Gorgeous, breathtaking, inspiring tapestries, created by the artist John Nava.

They are magnificent.  And they achieve their greatness for a number of reasons.

First, they depict some of the most famous saints – Francis, Joan of Arc, Helen, Augustine – in a way that any of us would recognize. John Nava used real Angelinos, people he met on the streets and in the barrio, to pose for the figures. They look like people we might see on the subway or a bus. We know them.

Secondly, Nava calls this collection “The Communion of Saints.”  And for good reason.  The tapestries show all the figures standing, hands folded, facing the altar – as if in line to receive communion.

You don’t really appreciate the effect that has until you are in the cathedral for Mass.  It takes on a whole new dimension.  At communion, my wife and I stood to get in line, and saw dozens of other people on the side aisles and on the center, also in line.

But then, hovering above us all, were those incredible tapestries.

The image was striking and moving.  So much so, I found myself blinking back tears.  We were not alone in that vast space.  We were accompanied by the communion of saints – we with them, and they with us.  A vague artistic conceit became suddenly real.

I realized, in a startling way: we are all the Body of Christ, receiving the Body of Christ.

It’s an idea, I think, that carries an important message today, the feast of Corpus Christi, the Solemnity of the Most Holy Body and Blood of Christ.  But those tapestries also reminded me of something vital in the heart of Luke’s gospel.

This great feast is not only about communion.

It is also about community.

In Luke’s gospel, which gives us a powerful foretaste of the Eucharist, Jesus did not give individual loaves and fishes to individual people.  He gathered the thousands together in large groups. What was blessed was then broken and shared by the community.  The message here is clear: we do not experience our faith in isolation. We are part of something larger than ourselves. And it must be shared.

Communion is, to a great extent, about community. 

It is about being united in love for Christ, love for the Eucharist, fidelity to the gospels.  It is about sharing a common bond of faith and belief.  And it is about taking Christ, quite literally, into ourselves—and then out into the world.

And: we do not do this alone.  The Body of Christ, the grace of receiving that sacrament, is not intended to be kept in isolation. It is meant to be lived, to be extended to others, to be brought into the streets, onto the subways, into our homes and offices and workplaces by how we live, and how we love.

Communion is also about community.

This afternoon, we will make that idea manifest when we have our annual Corpus Christi procession. We will literally carry Christ into the world, in procession, taking him into the streets and showing a central tenet of our faith to a cynical and disbelieving world.

And we will do this, again, as a community.

This act has significance, beyond just displaying our Catholic identity.

The fact is: in carrying the Blessed Sacrament around our neighborhood, we walk with Christ. 

And we walk with him because, every day, he walks with us.

He walks with us through everything, all our hardships and heartaches, our joys and our hopes. He knows our pains. He’s felt our wounds. He bends when we feel we are ready to break.
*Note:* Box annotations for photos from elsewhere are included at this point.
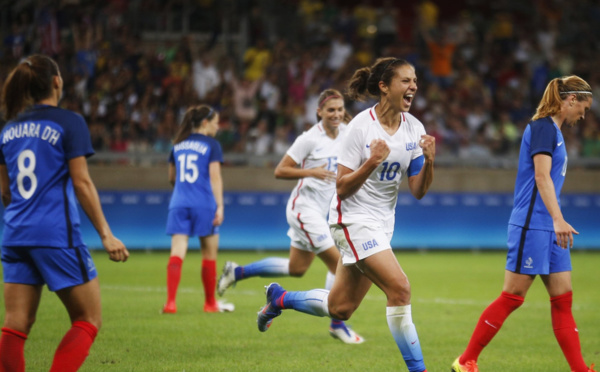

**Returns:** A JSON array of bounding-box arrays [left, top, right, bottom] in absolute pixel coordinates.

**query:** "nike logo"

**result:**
[[485, 320, 498, 329]]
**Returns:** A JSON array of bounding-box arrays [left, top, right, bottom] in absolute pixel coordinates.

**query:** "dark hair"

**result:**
[[317, 88, 352, 123], [173, 105, 217, 144], [2, 54, 60, 120], [531, 75, 592, 120], [347, 57, 412, 101]]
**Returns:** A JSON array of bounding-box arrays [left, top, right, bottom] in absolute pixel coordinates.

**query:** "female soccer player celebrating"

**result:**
[[217, 89, 364, 344], [0, 55, 129, 372], [163, 105, 233, 313], [257, 58, 435, 372], [452, 76, 593, 372]]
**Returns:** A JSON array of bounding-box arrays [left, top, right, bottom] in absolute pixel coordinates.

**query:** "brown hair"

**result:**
[[531, 75, 592, 120], [317, 88, 352, 124], [1, 54, 60, 120], [347, 57, 412, 101], [173, 105, 217, 144]]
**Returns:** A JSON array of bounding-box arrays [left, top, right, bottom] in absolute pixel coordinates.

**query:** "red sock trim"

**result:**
[[500, 291, 525, 307], [72, 320, 98, 341], [2, 327, 27, 340], [277, 291, 287, 309], [550, 291, 573, 302]]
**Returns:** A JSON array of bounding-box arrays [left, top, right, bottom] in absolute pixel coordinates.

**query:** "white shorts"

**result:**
[[330, 224, 393, 266], [286, 209, 335, 254]]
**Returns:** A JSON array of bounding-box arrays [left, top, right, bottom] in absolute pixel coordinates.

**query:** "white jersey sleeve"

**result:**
[[329, 107, 425, 230]]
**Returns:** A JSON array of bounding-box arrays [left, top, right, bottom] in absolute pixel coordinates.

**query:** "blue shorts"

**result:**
[[506, 225, 571, 275], [167, 208, 219, 237], [2, 245, 98, 292]]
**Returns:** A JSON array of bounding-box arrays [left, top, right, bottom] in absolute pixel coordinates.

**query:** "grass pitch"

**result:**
[[1, 250, 600, 372]]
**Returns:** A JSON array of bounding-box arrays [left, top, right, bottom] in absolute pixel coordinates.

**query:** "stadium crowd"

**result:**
[[0, 0, 600, 163]]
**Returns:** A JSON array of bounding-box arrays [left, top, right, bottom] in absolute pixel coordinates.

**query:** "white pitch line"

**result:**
[[101, 285, 582, 310]]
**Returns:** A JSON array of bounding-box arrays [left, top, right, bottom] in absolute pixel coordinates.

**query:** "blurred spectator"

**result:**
[[0, 0, 600, 164]]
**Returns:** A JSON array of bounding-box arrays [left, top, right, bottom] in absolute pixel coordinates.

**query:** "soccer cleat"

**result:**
[[217, 261, 239, 296], [450, 357, 479, 372], [329, 322, 365, 344], [204, 301, 235, 313], [161, 302, 177, 314], [256, 283, 286, 332]]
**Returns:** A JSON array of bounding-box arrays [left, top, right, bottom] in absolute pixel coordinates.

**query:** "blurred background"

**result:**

And: he does not leave us to face life alone.  He walks with us.  So, this day, we walk with Him.  And we show the world how very much we love him, because of how much he loves us.
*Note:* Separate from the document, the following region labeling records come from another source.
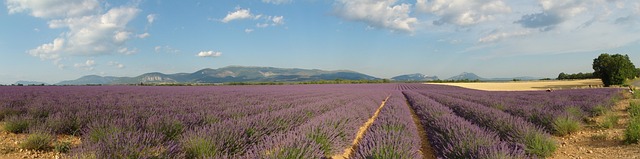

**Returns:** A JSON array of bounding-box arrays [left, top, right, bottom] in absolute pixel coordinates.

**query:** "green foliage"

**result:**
[[88, 125, 122, 143], [627, 102, 640, 117], [4, 116, 31, 133], [624, 116, 640, 144], [600, 113, 620, 129], [593, 53, 637, 87], [553, 116, 582, 136], [557, 72, 597, 80], [53, 141, 71, 153], [182, 137, 219, 158], [591, 134, 607, 141], [366, 145, 410, 159], [20, 132, 53, 150], [156, 121, 184, 140], [525, 133, 557, 157]]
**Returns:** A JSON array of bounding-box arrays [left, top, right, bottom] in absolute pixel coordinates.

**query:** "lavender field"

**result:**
[[0, 84, 620, 158]]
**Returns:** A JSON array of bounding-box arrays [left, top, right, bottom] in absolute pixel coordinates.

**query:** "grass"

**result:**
[[53, 141, 71, 153], [591, 134, 608, 141], [3, 116, 31, 133], [553, 116, 582, 136], [183, 137, 219, 158], [525, 133, 557, 157], [624, 116, 640, 144], [19, 132, 53, 150], [599, 112, 620, 129]]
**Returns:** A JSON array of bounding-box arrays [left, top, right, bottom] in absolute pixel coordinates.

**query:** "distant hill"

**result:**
[[57, 66, 378, 85], [447, 72, 542, 81], [447, 72, 484, 80], [391, 73, 438, 81], [14, 81, 47, 85]]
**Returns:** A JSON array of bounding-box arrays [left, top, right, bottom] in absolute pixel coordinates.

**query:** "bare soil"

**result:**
[[331, 96, 390, 159], [407, 102, 436, 159], [429, 79, 603, 91], [0, 122, 80, 159], [550, 93, 640, 159]]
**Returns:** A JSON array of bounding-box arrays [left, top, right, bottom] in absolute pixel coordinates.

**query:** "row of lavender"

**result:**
[[0, 85, 392, 158], [398, 85, 620, 158]]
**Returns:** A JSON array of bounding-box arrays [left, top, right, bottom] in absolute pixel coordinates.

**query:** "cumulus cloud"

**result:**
[[416, 0, 511, 26], [222, 8, 254, 23], [6, 0, 100, 18], [262, 0, 292, 4], [107, 61, 125, 69], [197, 51, 222, 57], [478, 30, 531, 43], [153, 45, 180, 54], [137, 33, 151, 39], [73, 60, 96, 71], [147, 14, 156, 24], [335, 0, 418, 32], [515, 0, 588, 31], [7, 0, 140, 65]]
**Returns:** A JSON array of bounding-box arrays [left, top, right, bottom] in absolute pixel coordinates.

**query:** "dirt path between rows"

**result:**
[[331, 95, 391, 159], [550, 93, 640, 159], [405, 98, 436, 159]]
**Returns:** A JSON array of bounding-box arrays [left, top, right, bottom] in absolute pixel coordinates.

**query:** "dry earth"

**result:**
[[442, 79, 640, 159], [429, 79, 602, 91], [551, 92, 640, 159], [0, 122, 80, 159]]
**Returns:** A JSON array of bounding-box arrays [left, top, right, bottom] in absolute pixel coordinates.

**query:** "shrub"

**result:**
[[591, 134, 607, 141], [624, 116, 640, 144], [591, 105, 608, 116], [53, 141, 71, 153], [553, 116, 582, 136], [600, 113, 620, 129], [4, 116, 31, 133], [182, 137, 219, 158], [45, 114, 80, 135], [20, 132, 53, 150], [628, 101, 640, 117], [525, 133, 556, 157]]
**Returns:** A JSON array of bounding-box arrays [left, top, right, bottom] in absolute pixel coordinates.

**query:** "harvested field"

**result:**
[[430, 79, 602, 91]]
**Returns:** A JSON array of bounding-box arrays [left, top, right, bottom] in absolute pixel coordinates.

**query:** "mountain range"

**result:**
[[57, 66, 379, 85], [26, 66, 540, 85], [391, 73, 438, 81]]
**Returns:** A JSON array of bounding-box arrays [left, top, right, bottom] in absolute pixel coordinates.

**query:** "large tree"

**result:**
[[593, 53, 636, 87]]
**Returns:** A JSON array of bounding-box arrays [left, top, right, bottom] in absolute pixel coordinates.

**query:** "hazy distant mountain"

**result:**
[[57, 66, 378, 85], [391, 73, 438, 81], [14, 81, 47, 85], [447, 72, 542, 81], [447, 72, 484, 80]]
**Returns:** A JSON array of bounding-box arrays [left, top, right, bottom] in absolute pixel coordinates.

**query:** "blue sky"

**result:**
[[0, 0, 640, 84]]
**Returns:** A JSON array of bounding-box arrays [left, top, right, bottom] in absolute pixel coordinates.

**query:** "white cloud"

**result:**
[[262, 0, 292, 4], [6, 0, 100, 18], [197, 51, 222, 57], [153, 45, 180, 54], [137, 33, 151, 39], [14, 0, 140, 66], [271, 16, 284, 25], [222, 8, 253, 23], [107, 61, 125, 69], [336, 0, 418, 32], [416, 0, 511, 26], [118, 47, 138, 55], [478, 30, 531, 43], [147, 14, 156, 24], [256, 23, 269, 28], [73, 60, 96, 71]]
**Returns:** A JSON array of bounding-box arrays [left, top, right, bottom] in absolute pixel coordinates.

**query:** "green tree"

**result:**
[[593, 53, 636, 87]]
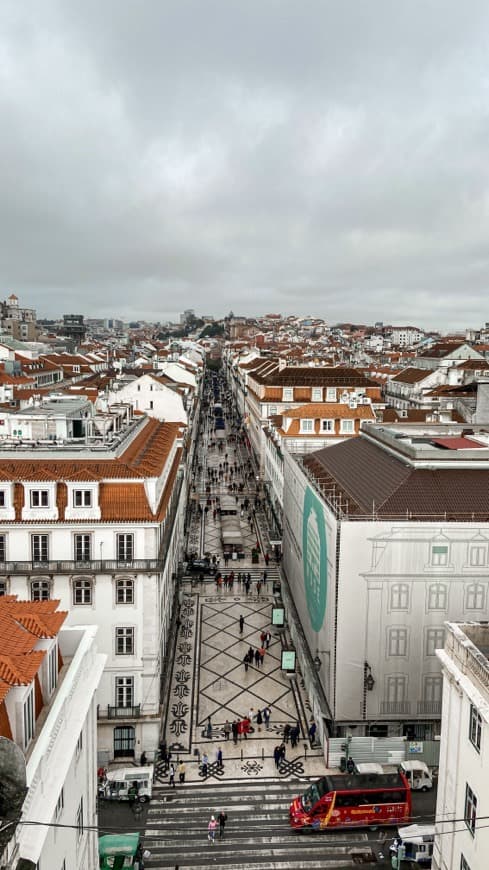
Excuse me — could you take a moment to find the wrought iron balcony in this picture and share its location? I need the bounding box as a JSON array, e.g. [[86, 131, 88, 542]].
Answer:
[[380, 701, 411, 716], [418, 701, 441, 716], [0, 559, 164, 574], [97, 704, 141, 719]]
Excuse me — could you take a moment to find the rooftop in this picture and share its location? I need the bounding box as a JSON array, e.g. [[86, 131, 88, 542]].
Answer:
[[302, 423, 489, 521]]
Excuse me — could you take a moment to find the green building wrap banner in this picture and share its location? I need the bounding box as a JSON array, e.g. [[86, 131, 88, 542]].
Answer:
[[302, 486, 328, 631]]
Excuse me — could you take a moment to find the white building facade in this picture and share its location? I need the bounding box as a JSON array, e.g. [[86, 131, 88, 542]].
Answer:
[[0, 418, 185, 764], [433, 622, 489, 870], [2, 612, 105, 870], [283, 425, 489, 739]]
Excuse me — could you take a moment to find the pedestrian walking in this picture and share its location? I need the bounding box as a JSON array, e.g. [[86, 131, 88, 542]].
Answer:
[[217, 810, 228, 840], [207, 816, 217, 845], [201, 752, 209, 779]]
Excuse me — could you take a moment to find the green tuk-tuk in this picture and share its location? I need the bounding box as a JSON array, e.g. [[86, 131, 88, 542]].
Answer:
[[98, 834, 144, 870]]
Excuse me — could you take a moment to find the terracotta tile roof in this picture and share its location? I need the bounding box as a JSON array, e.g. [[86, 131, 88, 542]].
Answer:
[[252, 366, 378, 387], [282, 402, 375, 420], [392, 368, 433, 384], [98, 481, 154, 522], [0, 419, 183, 482], [0, 595, 68, 702]]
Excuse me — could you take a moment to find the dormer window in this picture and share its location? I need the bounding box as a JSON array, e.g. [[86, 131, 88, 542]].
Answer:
[[73, 489, 92, 507], [31, 489, 49, 508]]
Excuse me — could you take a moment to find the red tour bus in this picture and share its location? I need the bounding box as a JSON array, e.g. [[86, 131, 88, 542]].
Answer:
[[289, 772, 411, 830]]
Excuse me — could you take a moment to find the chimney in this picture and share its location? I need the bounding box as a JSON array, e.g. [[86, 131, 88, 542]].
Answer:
[[474, 380, 489, 423]]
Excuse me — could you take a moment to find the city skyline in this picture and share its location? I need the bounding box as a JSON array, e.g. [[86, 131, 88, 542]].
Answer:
[[0, 0, 489, 330]]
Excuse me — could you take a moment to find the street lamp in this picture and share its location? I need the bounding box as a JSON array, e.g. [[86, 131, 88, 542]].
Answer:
[[312, 649, 331, 671]]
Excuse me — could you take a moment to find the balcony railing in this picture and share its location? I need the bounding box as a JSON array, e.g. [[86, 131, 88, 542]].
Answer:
[[0, 559, 163, 574], [380, 701, 411, 716], [97, 704, 141, 719], [418, 701, 441, 716]]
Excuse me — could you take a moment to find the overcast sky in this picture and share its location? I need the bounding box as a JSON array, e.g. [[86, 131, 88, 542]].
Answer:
[[0, 0, 489, 329]]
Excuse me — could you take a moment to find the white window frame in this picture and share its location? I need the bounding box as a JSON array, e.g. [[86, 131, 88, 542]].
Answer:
[[465, 583, 487, 610], [387, 626, 409, 658], [385, 674, 408, 704], [431, 544, 449, 568], [423, 674, 443, 703], [72, 577, 93, 607], [31, 577, 51, 601], [115, 577, 136, 604], [29, 489, 50, 510], [464, 782, 477, 837], [48, 643, 58, 695], [390, 583, 411, 610], [73, 532, 92, 562], [425, 626, 445, 656], [31, 533, 49, 564], [116, 532, 134, 562], [22, 686, 36, 749], [54, 787, 65, 821], [76, 797, 85, 840], [427, 583, 448, 611], [114, 625, 135, 656], [115, 676, 136, 709], [73, 489, 93, 508], [469, 704, 482, 753]]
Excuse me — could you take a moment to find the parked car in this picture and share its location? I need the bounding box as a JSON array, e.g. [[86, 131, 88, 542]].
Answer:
[[187, 559, 216, 574]]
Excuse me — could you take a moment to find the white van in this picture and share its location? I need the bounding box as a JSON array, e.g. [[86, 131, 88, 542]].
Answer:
[[399, 761, 433, 791], [391, 825, 435, 867], [99, 764, 154, 803], [355, 761, 384, 773]]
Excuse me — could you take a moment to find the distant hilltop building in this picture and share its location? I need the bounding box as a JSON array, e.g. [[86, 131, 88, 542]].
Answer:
[[0, 293, 40, 341], [62, 314, 87, 344]]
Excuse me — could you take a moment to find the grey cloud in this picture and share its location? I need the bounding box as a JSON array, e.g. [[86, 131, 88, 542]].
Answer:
[[0, 0, 489, 328]]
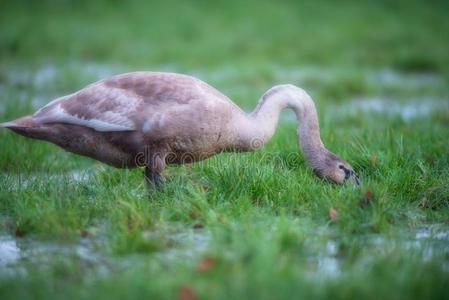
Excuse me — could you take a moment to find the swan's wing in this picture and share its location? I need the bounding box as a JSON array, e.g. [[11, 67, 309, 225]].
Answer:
[[33, 72, 233, 131], [33, 74, 162, 131]]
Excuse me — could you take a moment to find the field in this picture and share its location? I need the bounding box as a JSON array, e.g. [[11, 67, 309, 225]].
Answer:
[[0, 0, 449, 300]]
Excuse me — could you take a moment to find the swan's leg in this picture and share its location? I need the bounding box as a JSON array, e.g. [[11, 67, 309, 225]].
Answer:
[[145, 154, 165, 190]]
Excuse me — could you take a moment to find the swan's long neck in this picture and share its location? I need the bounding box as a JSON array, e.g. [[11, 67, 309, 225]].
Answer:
[[236, 85, 327, 167]]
We celebrate the Body of Christ as the Body of Christ, in all its brokenness and beauty.

You see that, vividly, in those tapestries in Los Angeles.  But you also see something more.  There is one other detail that makes a profound impression.  When you look up at those tapestries, you see that most of the saints are identified. There are names just beneath them, making clear who they are.  But there are a handful who are unidentified: a mother with a baby, a couple young girls, some teenage boys of various races and ethnicities. They stand among the celebrated saints of history, in line to receive communion, too.  They fit right in.
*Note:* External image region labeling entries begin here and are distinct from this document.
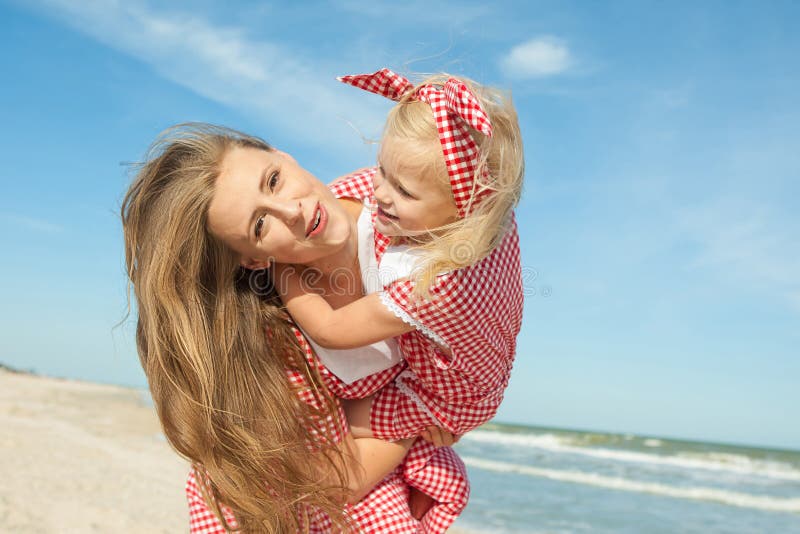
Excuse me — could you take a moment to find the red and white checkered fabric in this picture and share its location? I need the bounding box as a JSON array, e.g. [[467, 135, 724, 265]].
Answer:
[[186, 169, 470, 534], [338, 69, 492, 217], [185, 330, 470, 534], [328, 169, 523, 439], [185, 441, 469, 534]]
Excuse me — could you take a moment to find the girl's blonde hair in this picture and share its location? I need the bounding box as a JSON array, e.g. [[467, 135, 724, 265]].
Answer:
[[383, 74, 525, 297], [121, 124, 347, 533]]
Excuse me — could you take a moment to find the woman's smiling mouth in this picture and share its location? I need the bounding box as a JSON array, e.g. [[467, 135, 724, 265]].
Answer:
[[306, 202, 328, 238]]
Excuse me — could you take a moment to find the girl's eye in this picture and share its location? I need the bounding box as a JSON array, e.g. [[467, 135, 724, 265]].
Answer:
[[269, 171, 278, 191]]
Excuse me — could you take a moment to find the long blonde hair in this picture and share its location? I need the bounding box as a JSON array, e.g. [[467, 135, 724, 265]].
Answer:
[[121, 124, 346, 533], [383, 74, 525, 297]]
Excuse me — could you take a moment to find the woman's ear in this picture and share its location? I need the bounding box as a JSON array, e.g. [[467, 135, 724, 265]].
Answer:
[[273, 148, 297, 163], [241, 258, 272, 271]]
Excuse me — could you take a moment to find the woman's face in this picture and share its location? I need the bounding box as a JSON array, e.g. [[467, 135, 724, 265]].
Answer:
[[208, 147, 353, 269]]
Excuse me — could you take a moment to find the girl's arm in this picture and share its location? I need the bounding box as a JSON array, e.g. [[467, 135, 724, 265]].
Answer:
[[276, 266, 414, 349], [334, 434, 416, 504]]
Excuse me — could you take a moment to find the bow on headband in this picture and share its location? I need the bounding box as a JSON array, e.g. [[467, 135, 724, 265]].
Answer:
[[338, 69, 492, 217]]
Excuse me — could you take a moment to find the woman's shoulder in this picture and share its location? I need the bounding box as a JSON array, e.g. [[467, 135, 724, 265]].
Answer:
[[328, 167, 377, 200]]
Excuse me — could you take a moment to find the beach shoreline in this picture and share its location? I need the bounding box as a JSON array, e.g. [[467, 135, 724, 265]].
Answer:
[[0, 366, 188, 533], [0, 370, 463, 534]]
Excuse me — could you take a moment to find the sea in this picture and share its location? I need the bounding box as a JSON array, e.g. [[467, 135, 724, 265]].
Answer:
[[455, 423, 800, 534]]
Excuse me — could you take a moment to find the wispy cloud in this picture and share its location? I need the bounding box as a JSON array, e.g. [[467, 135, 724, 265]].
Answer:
[[30, 0, 384, 155], [500, 36, 573, 78], [0, 213, 64, 234], [334, 0, 492, 29]]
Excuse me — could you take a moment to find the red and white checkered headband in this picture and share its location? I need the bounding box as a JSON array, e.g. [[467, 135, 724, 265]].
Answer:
[[338, 69, 492, 217]]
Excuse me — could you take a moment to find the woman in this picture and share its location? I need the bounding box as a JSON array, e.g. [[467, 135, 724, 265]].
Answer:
[[122, 125, 465, 532]]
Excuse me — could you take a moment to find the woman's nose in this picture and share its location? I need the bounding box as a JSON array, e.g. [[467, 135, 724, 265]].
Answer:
[[270, 200, 303, 226]]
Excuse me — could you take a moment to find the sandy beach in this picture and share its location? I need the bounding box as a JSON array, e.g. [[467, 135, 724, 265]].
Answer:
[[0, 369, 188, 533], [0, 367, 468, 534]]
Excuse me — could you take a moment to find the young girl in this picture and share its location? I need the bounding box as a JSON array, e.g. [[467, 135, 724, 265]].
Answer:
[[277, 69, 524, 446]]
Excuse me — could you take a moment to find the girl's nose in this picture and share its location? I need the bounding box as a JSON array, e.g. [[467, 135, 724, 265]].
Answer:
[[373, 180, 392, 206]]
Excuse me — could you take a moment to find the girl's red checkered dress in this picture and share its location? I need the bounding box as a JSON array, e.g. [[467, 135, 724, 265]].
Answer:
[[186, 174, 469, 534], [332, 168, 523, 439]]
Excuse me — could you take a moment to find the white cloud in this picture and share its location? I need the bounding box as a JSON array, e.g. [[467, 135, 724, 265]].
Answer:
[[501, 36, 573, 78], [30, 0, 385, 155]]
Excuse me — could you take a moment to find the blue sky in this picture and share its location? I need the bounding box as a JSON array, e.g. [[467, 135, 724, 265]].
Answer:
[[0, 0, 800, 448]]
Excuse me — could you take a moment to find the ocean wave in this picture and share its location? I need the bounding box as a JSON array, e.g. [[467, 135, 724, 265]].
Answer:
[[463, 456, 800, 513], [463, 430, 800, 481]]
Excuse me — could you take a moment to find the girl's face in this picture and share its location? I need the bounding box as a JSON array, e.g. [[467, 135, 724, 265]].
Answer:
[[208, 147, 352, 269], [374, 136, 458, 236]]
They are the saints whose names we do not know.  We may see them every day and not realize it.

They could even, in fact, be any of us.

As we prepare to receive communion this Sunday, with the Communion of Saints, we are reminded that we are called to join those saints.  We are reminded that we are being fed with the same Eucharist, uplifted by the same graces, as those great saints whose lives were changed immeasurably by the sacrament we are about to receive.

We are part of something greater than we can imagine, more beautiful than we can conceive.

And we have work to do.

We will have a beautiful Eucharistic procession this afternoon, with singing and altar servers and incense.  I’d encourage everyone who can to take part—to bear witness, and walk with Christ.

But for each of us, the most important Eucharistic procession really happens after this Mass, and after every Mass, when each of us who has received communion walks through the doors of this church and carries Christ into the world.

No monstrance.  No parade.  No altar servers.  No incense.  No music.

Just us.

Then, the great work begins. How will we show Christ then? How will we make him real to others?

How will we share what we have received in communion…with our community?